The team used molecules called shRNAs to interfere with the production of thousands of normal, healthy proteins in the two cell lines. They gave the cells time to divide and sifted through the data to determine which proteins were required for survival. (In the past, labs relied on large robots to complete these types of screens, but Elledge and others have refined the technology in an effort to make RNAi affordable and accessible. Luo conducted his genome-wide screen in test tubes without the aid of a robot.)
Despite their similarities, the two cell lines responded differently to a number of shRNAs. That is, normal cells tolerated low levels of a particular protein while cells with the Ras mutation perished. Luo validated 50 of these hits in a second pair of cell lines.
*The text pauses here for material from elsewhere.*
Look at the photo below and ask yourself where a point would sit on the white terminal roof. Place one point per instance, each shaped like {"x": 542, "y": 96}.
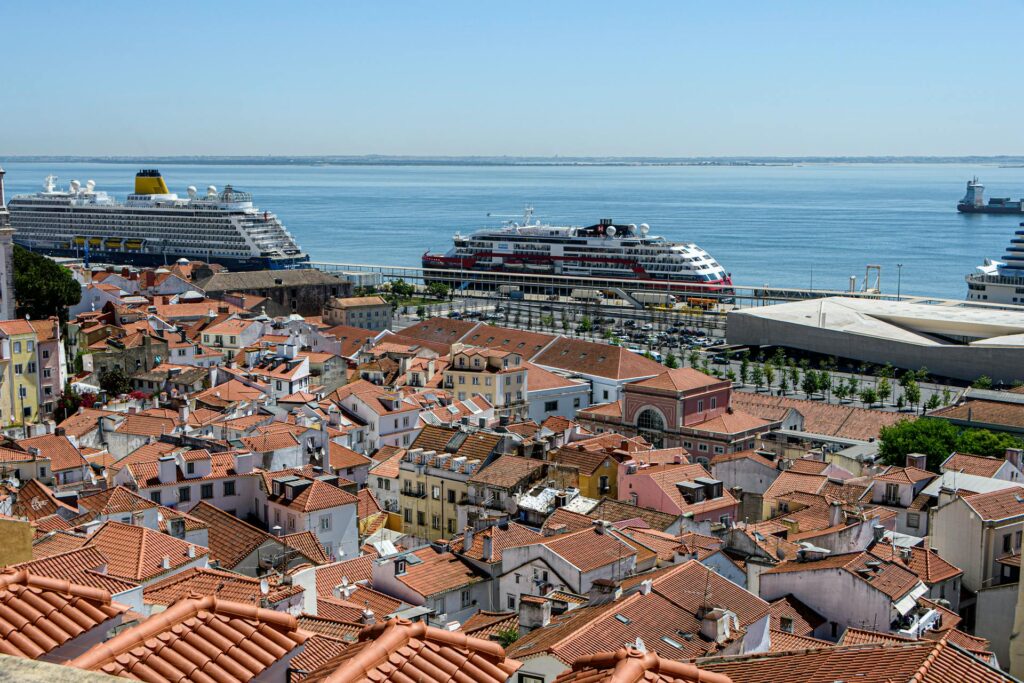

Dozens of these represent brand new therapeutic targets.
"This opens the door to using a drug cocktail approach to treat tumors driven by Ras mutations," says Elledge, who is also an investigator with Howard Hughes Medical Institute. "We might be able to tinker with the levels of these proteins and cripple cancer cells without hurting normal cells in the body, though this needs to be tested in tumor models."
"This type of functional approach complements the physical mapping of cancer genomes, but provides a much more direct path to new anti-cancer drug targets," adds Luo. "The genes that are critical for maintaining the malignant state will really crystallize when we combine forces."